Толстяк досадливо крякнул.
— Э-эх, барыни, барыни!.. Как это вы все про чужие дела знаете?.. И что у вас за язычки!
Барыня звонко расхохоталась.
Последнее действие прошло, разыгранное, что называется, по нотам. Публика дружно вызывала исполнителей.
«Петрова solo[3]!..» — вдруг крикнул чей-то голос и тотчас же с увлечением был подхвачен другими.
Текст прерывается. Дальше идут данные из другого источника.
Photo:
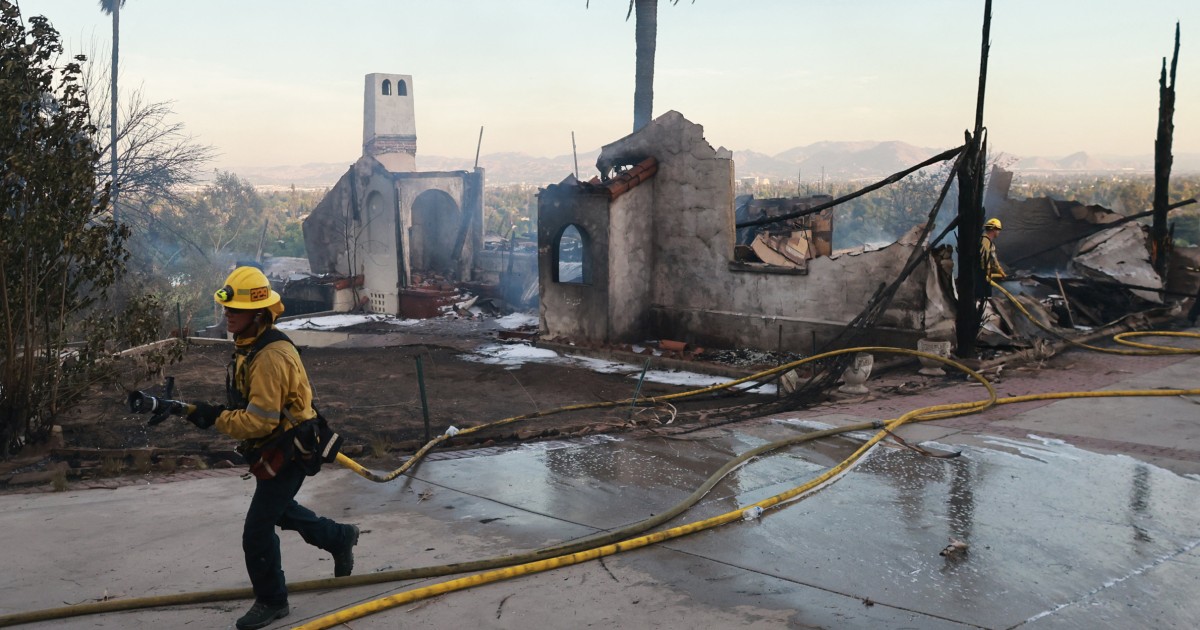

Петрова вышла на сцену и глянула в толпу. На её кротком и, действительно, замученном лице как бы застыло тяжёлое воспоминание. Даже в эту минуту триумфа глаза глядели так же печально, и так же болезненно морщились тонкие брови. Она раскланивалась, медленно отступая вглубь сцены. Все движения её были тихи и скромны, словно движения монахини. Самый голос её, в драматические моменты хватавший за сердце даже «толстокожего» зрителя — такие она умела находить скорбные, звенящие слезами звуки, — этот голос в обыкновенное время был тих и слаб, как у человека с разбитою грудью.
— Браво, браво, Петрова!
Она нерешительно остановилась под этим неумолкаемым гулом рукоплесканий, потом опять шагнула к рампе, и бледная улыбка на мгновение осветила её черты.
«Какие вы все глупые!.. И какие счастливые!..» — как бы говорило это лицо.